What we want to tell you at the end of the seminar

The last one at the seminar on the 14th is the one I most want to tell you about.
I added it because I thought it would be a rare opportunity to have the time of perhaps 300-400 people involved in the field of manufacturing.

Being involved in this work, I have the opportunity to see defective products from a variety of industries.

Of course, there are some major defects that interfere with functionality, but the majority of them seem to have no functional problems. It could be a minor black spot, or a minor flaw that can only be seen from a certain angle. They are considered defective because they look a little bad.

In order to control such defective products, we devote a large number of man-hours to quality control.

In the pyramid structure of manufacturing, the lower one goes, the stronger the desire to avoid claims becomes.
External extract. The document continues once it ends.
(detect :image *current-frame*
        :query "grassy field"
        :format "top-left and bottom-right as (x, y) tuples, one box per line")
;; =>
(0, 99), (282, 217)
This is further reinforced by the disposition of the Japanese people.

I believe that most people on the production floor are aware that something is wrong with this situation, which could be considered an excessive quality-first attitude. However, the quality system is so firmly established that no one can say anything about loosening it. It is no longer a problem that can be solved by a single person.
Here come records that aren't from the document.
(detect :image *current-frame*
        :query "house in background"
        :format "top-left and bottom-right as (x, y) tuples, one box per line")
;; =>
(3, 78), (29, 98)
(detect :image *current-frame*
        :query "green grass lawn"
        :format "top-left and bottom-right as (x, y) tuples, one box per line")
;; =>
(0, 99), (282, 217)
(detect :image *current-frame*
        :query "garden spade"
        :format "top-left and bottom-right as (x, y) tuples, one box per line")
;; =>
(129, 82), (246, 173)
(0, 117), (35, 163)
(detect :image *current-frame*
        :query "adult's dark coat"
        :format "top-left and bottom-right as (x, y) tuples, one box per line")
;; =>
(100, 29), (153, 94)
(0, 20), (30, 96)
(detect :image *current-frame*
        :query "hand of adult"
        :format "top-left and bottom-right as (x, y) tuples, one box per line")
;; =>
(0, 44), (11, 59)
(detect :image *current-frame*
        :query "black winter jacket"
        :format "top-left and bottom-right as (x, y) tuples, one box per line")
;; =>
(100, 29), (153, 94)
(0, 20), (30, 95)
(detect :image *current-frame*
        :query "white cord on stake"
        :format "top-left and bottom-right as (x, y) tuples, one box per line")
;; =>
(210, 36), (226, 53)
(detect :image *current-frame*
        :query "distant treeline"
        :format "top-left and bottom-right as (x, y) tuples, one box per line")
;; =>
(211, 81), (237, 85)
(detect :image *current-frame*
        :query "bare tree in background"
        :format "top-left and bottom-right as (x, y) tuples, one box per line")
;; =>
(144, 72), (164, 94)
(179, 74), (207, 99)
Therefore, I would very much like to propose a review of the inspection standards for all concerned.

I feel that if the designers of the upper pyramid could provide guidelines as to whether the defective product is functionally defective, the situation would change considerably.

Can't even the designers say let's loosen up? If so, I think that if you actually do inspection work on the production site for even one day, you can create inspection standards from the designer's point of view.

If "use what you can use," the number of items that can be shipped will increase, and the man-hours required for inspection will also decrease. Fewer defective products being discarded will also be more environmentally friendly.

And I hope that we will no longer have to send one production engineering manager into a reckless battle to "automate this" while maintaining the same high inspection standards as before.